The U.S. government's official line may be that unidentified flying objects (UFOs) don't pose a national security threat, but a group of former Air Force officers gathered Monday in the nation's capital to tell a different story.
During a press conference at the National Press Club in Washington, D.C., seven former Air Force officers once stationed at nuclear bases around the country said that not only have UFOs visited Air Force bases, some have succeeded in disabling nuclear missiles stationed there.
"I want the government to acknowledge that this phenomenon exists," said Robert Salas, a former U.S. Air Force Nuclear Launch Officer. "I want the Air Force, the government to come forward and say this is a real phenomenon."
But Salas said it's a "falsehood" that UFOs are not a national security threat and claims he speaks from firsthand experience.
He was stationed 60 feet underground at the Malmstrom Air Force Base in Montana in March 1967, monitoring the launch control center for 10 nuclear missiles when he received a call from a guard above ground.
"He calls down saying they've been seeing some strange lights in the sky making odd maneuvers, very silent, he knows they're not airplanes," he said.
At first Salas didn't pay much attention to the report, he said. But then he received a second phone call.
"He calls back about five minutes later and this time he's screaming into the phone. He's very frightened, I can tell by his voice," Salas said. "And he said, 'Sir, I've got all the guards out here, they've got their weapons drawn, we're all looking at an orange or reddish pulsating oval-shaped object. It's about 30 feet in diameter and just hovering above the front gate. "
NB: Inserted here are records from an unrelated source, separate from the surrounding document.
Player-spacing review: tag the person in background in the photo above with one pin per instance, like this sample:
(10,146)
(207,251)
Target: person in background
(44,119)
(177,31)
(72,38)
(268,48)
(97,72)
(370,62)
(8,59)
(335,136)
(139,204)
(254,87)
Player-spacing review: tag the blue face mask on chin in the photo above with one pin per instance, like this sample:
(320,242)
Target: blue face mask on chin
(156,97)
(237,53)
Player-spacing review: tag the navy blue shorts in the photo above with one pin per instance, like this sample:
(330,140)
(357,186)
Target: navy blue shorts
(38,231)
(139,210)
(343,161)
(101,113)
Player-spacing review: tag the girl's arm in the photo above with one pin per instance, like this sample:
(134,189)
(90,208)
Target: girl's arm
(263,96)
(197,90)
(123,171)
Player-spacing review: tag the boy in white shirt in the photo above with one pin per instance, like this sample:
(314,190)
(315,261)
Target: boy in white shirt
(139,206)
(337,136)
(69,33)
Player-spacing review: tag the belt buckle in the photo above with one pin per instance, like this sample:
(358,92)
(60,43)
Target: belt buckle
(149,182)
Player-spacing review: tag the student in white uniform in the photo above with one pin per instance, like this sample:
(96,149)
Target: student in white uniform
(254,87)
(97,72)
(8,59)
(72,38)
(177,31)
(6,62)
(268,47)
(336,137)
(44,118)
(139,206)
Thinking they were under some kind of attack, Salas said he told the guards to keep it outside the perimeter of the gate.
As he alerted the other officer stationed with him underground, he said he noticed that the missiles started going offline.
"The missiles started going into 'no go' or unlaunchable condition. They were essentially disabled while this object was overhead," he said.
The unidentified object eventually took off ? and the missiles didn't suffer permanent damage ? but he said it took about a day to get the missiles back up and running.
"Nobody was injured and I don't consider it an attack but it certainly it was a national security incident and something the Air Force said has never happen in their official policy documents," he said.
When contacted by ABC News, an Air Force spokeswoman declined to comment and pointed to the Air Force's official position on UFOs outlined on its website.
According to that statement, after investigating UFOs from 1947 to 1969, the Air Force concluded that there was no evidence indicating that sightings considered "unidentified" were extraterrestrial in origin.
"No UFO reported, investigated and evaluated by the Air Force was ever an indication of threat to our national security," the statement said. "There was no evidence submitted to or discovered by the Air Force that sightings categorized as "unidentified" represented technological developments or principles beyond the range of modern scientific knowledge."
Salas said he doesn't think the UFOs he claims to have encountered had any offensive intent, but he believes they wanted to leave an impression.
"I think it was simply a show. They wanted to shine a light on our nuclear weapons and just send us a message," he said. "My interpretation is the message is get rid of them because it's going to mean our destruction."
Other former officers recounted similar stories of unexplained moving lights and odd-shaped flying objects during their time in the service, media reports said. Some said it was difficult to talk about their experiences with friends and family.
Leslie Kean, an investigative journalist and author of the new book "UFOs: Generals, Pilots, and Government Officials Go on the Record," said thousands of pages of documentation support the officers' accounts. She spent the last 10 years researching UFOs and combing through thousands of pages of declassified government material.
Some documents even show that Air Force officials themselves believed the UFO reports were concerning, she said.
Kean said that one declassified document that she researched for her book, relating to the Salas incident, said, "the fact that no apparent reason for the loss of the 10 missiles can easily be identified is a cause for grave concern to this headquarters."
Since the 1970s, the Air Force has said investigations and evaluations of UFO reports have never given any indication that UFOs are a threat to national security, she said.
"These cases show that that just isn't true," she said. "The men involved with these cases have made statements that they don't believe this to be true."
Popular culture may equate UFOs with sci-fi movies and fantastical extraterrestrial beings, but she said most people misunderstand what UFOs actually are.
"What we actually know about UFOs is there is clearly a physical phenomenon that is well documented by officials, by government agencies, around the world," she said, adding that it shows up on radar and film, leaves marks on the ground and can affect aircraft instruments.
She said that given what eyewitness accounts and documentation indicate, it's time for the government to give it the attention it deserves.
"Since there is this physical phenomenon that's there, the question is, what do we do about it?" she asked.